母の顔を司る表情筋の動きは、全くの別人――まさしく葉月そのものだった。

「蒼人君、これからもよろしくやろうね。あなたはお姉ちゃんを好きにしちゃいな。私は私で好きなようにやるから」

 母は徐に立ち上がると、鼻歌交じりで寝室に向かって歩いき始めた。

 それも、服を脱ぎながら。まるで、ふざけて服を脱ぎ散らかしながらお風呂に向かう子供のように、廊下に次々と衣服を脱ぎ棄てていく。仄かな照明に思いのほか白い裸体がぼんやりと浮かび上がる。

 余りにもエキセントリックな母の行動に、僕は立ちすくんだまま、ただ茫然と見送るだけだった。

 母じゃない。

 外観は母でも、中身は葉月なのだ。

 母の姿が寝室に消えた。だが、まるでこれから行われる儀式を僕に見せつける為なのか、ドアは半ば開けたままになっている。

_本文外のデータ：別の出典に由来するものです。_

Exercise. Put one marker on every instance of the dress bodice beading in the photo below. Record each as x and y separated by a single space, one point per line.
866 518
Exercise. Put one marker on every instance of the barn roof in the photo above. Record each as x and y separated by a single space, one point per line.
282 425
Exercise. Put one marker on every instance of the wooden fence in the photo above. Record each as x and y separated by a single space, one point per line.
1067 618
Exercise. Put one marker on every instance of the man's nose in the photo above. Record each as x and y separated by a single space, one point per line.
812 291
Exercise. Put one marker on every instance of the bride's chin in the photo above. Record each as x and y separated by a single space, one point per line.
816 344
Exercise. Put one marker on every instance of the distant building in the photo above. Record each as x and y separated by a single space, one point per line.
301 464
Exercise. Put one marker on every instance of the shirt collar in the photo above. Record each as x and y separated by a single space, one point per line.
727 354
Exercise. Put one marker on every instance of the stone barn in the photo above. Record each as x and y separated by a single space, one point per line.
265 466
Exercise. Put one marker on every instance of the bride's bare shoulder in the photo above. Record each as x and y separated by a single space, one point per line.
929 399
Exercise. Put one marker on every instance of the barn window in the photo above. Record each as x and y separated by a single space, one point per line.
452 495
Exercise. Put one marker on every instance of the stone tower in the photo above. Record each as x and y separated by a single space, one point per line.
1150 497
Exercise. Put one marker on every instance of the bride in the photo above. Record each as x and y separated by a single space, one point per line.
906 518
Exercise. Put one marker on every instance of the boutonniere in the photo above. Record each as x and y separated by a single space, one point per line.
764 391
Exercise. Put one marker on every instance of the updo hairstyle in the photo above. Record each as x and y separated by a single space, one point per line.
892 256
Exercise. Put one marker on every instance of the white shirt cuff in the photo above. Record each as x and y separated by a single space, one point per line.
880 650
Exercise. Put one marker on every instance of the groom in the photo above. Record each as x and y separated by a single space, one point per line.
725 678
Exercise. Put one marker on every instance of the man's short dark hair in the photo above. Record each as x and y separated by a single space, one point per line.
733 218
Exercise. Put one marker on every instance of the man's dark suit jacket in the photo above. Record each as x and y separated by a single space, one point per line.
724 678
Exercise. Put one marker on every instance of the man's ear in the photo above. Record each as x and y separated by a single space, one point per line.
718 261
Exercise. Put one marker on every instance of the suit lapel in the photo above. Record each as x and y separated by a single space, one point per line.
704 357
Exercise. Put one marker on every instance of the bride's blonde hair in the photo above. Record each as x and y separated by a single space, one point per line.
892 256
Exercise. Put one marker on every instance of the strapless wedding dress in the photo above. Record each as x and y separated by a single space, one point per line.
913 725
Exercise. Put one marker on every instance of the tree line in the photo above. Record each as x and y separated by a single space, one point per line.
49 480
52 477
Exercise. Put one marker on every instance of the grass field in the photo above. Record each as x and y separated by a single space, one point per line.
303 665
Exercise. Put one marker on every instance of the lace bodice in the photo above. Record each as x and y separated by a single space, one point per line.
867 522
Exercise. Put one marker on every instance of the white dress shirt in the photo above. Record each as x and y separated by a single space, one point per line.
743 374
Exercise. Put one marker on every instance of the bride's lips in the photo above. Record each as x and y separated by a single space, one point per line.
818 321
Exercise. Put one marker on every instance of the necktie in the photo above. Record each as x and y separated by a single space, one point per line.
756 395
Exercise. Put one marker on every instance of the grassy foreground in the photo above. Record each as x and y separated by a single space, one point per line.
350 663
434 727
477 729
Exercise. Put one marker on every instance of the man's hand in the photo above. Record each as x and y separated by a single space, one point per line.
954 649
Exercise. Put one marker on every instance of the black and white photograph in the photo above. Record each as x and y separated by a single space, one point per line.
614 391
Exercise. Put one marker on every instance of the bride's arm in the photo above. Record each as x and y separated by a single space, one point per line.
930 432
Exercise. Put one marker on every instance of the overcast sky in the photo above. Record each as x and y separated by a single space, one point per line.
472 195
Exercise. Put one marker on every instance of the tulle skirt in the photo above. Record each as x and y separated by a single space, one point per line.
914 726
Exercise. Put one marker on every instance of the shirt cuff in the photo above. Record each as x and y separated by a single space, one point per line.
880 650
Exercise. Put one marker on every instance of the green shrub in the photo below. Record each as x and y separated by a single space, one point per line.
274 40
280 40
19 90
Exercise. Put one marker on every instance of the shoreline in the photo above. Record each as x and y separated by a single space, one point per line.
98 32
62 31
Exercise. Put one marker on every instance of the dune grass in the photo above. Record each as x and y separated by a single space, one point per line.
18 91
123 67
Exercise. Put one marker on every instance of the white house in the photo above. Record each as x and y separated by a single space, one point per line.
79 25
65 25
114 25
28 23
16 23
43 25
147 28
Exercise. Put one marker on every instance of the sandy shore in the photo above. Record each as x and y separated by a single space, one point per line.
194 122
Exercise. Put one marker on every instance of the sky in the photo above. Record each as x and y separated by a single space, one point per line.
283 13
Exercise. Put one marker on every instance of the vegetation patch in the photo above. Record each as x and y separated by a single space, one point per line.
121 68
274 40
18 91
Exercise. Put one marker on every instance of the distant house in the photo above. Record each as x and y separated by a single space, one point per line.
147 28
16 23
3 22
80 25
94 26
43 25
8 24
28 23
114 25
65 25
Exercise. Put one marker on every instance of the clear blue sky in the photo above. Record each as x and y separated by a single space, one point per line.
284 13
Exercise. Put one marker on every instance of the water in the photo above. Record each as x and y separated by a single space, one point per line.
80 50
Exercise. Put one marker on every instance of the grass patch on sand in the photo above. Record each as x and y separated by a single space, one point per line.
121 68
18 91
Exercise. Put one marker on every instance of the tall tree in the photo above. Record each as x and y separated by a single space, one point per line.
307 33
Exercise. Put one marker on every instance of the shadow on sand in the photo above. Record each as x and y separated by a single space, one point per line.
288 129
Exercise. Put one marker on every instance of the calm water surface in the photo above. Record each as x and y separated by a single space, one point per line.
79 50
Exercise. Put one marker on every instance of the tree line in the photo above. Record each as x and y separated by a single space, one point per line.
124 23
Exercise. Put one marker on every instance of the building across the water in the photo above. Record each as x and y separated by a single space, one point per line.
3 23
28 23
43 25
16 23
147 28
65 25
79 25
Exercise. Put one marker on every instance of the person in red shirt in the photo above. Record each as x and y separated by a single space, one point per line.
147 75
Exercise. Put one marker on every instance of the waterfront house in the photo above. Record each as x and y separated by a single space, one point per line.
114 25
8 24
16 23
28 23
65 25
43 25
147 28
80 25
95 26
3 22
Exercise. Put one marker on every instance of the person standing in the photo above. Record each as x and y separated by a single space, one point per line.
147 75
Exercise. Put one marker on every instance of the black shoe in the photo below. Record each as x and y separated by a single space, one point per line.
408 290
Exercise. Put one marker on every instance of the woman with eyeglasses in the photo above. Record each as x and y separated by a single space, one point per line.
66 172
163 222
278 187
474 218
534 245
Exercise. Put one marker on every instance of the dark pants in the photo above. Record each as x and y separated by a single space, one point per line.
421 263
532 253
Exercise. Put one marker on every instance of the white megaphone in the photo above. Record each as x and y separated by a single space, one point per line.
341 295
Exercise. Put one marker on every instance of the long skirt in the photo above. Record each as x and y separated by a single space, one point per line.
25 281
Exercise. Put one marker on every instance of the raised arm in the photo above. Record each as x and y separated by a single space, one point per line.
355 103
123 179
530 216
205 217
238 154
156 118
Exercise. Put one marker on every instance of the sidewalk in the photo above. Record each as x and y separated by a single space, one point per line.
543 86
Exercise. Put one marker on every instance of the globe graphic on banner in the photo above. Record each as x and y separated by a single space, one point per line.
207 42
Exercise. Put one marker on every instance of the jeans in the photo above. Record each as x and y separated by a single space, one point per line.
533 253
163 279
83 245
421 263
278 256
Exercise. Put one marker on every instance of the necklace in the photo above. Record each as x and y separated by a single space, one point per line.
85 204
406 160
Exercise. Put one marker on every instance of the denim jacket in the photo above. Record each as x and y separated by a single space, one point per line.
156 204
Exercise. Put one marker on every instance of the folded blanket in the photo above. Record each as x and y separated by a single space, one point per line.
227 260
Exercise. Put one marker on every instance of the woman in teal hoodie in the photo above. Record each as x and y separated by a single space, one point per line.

 母は父が眠るベッドの傍らに立つと、勢いよく掛け布団を捲りあげた。

 自分が置かれている状況を知らずに、未だに鼾をかいて眠りに落ちたままの父の上に、母は躊躇する事無く馬乗りになった。驚いて跳ね起きる父に、母の白い裸体が覆い被さる。

 慌てる父の声に母の囁くような甘い声が絡み合い、揉み合う様な衣擦れがしばらく続いた後、ぎしぎしとベッドのスプリングが一定の戦慄を刻み始める。

 父の上で母の身体が上下に動いていた。

 母は至福の喜びに喘ぎながら、執拗に腰を動かしていた。

 葉月が念願の夢を叶えた瞬間だった。

 こんな場面、姉には絶対に見せられない。

 不愉快な思いに駆られながら、僕は自分の部屋に戻ろうと踵を返した。

 姉がいた。

 僕の、すぐ後ろに。

 僕と母との一連の騒動で目を覚ましたのか、いつの間にか僕のすぐ後ろに佇んでいたのだ。

「姉、ちゃん……」

 慌てて姉に声を掛けたものの、時は既に遅かった。

 見開かれた姉の眼には、怒りと嫌悪の入り混じった激しい拒絶の念が宿っていた。

 姉は無言のまま、二階へと戻って行った。

 慌てて姉の後を追う。が、姉は足早に自分の部屋に戻ると、何もかもを拒絶するかのように勢いよくドアを閉めた。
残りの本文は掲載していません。